Boric Acid. Boric acid can be used in cracks, but only in areas not accessible to crawling children or pets. Prepare 1 percent boric acid solution by mixing one teaspoon boric acid, six tablespoons granulated sugar and two cups warm water. Store the solution in a clear container. Use on cotton balls placed in the bottom of a plastic cup or tub with holes cut for ants to enter. Recharge each week. After three to four weeks, use ½ percent solution for continuous control. You can also use insecticidal soap to drench an ant colony outdoors or in a crawl space. More than one treatment may be necessary.
Diatomaceous earth and silica gel. Diatomaceous earth and silica gel are dusts that kill insects by drying them out. They are dangerous to breathe, so if they must be blown into wall spaces, a professional should do the job.
Flour and Borax. Mix 1 cup flour and 2 cups borax in a quart jar. Punch holes in the jar lid. Sprinkle the contents around the house foundation. Keep borax out of the reach of children and pets. If children and pets are present try making an ant trap with jar, borax, sugar & water – punch holes in the lid and the ants crawl in and die. However this does not get rid of the queen ant and they don’t take anything back to the home base.

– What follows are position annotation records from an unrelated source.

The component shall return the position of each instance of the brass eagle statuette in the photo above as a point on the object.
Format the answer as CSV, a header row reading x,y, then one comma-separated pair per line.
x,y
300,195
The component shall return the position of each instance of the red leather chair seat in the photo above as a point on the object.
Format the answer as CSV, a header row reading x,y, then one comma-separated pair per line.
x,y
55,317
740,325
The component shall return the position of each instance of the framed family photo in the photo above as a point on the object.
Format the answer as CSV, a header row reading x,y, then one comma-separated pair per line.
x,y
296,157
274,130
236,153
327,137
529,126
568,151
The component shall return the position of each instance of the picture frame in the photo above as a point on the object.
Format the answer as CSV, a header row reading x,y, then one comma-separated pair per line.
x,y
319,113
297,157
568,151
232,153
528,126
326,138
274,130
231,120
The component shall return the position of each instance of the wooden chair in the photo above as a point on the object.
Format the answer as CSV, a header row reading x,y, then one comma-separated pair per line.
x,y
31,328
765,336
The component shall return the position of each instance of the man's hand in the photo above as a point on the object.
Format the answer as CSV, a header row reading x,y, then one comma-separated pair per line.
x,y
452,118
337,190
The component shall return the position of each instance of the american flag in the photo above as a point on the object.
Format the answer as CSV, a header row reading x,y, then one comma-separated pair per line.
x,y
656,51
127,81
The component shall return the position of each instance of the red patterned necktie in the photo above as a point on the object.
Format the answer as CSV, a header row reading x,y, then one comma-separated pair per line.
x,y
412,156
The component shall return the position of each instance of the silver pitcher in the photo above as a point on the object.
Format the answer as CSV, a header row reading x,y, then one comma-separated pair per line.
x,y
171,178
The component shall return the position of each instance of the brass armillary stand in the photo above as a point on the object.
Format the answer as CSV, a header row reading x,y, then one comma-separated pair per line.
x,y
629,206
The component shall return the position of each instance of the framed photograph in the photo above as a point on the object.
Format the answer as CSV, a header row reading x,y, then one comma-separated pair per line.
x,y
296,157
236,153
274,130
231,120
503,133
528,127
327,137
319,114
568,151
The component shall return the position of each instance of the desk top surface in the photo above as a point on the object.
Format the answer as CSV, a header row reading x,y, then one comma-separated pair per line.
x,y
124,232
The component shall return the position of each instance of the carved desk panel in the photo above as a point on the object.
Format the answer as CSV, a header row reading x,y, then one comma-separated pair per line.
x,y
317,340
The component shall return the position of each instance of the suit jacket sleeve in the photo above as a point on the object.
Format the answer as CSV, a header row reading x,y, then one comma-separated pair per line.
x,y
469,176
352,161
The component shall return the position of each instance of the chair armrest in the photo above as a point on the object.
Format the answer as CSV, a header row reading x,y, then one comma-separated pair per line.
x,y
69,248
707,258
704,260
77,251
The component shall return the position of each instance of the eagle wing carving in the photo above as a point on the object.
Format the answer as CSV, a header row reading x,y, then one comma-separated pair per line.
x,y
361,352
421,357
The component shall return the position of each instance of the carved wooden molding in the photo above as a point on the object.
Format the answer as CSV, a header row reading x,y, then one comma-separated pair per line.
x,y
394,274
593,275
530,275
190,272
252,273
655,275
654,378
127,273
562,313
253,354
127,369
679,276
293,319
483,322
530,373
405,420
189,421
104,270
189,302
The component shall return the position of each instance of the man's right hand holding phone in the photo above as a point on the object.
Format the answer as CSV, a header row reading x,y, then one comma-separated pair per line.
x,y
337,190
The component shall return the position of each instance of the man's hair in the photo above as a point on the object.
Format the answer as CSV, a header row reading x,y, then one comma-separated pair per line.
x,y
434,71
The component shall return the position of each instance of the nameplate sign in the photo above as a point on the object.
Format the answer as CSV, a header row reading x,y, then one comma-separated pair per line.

Green Sage. Place a small quantity of green sage on your cupboard shelves.
Plants. Growing pennyroyal, spearmint, and southernwood, around the border of your home will deter ants and the aphids they carry.
Pyrethrum. Pyrethrum is a natural insecticide made from certain species of the chrysanthemum; it can be combined with silica gel to give a faster effect. One form comes in a non-aerosol squeeze dispenser that allows for application in cracks and crevices to minimize human and pet contact.
Sugar. Place small sponges soaked in sugar sweetened water wherever ants have been seen. Collect the sponges periodically and plunge them into hot water.
Vinegar. Wash counter tops, cabinets and floor with equal parts vinegar and water to deter ant infestations.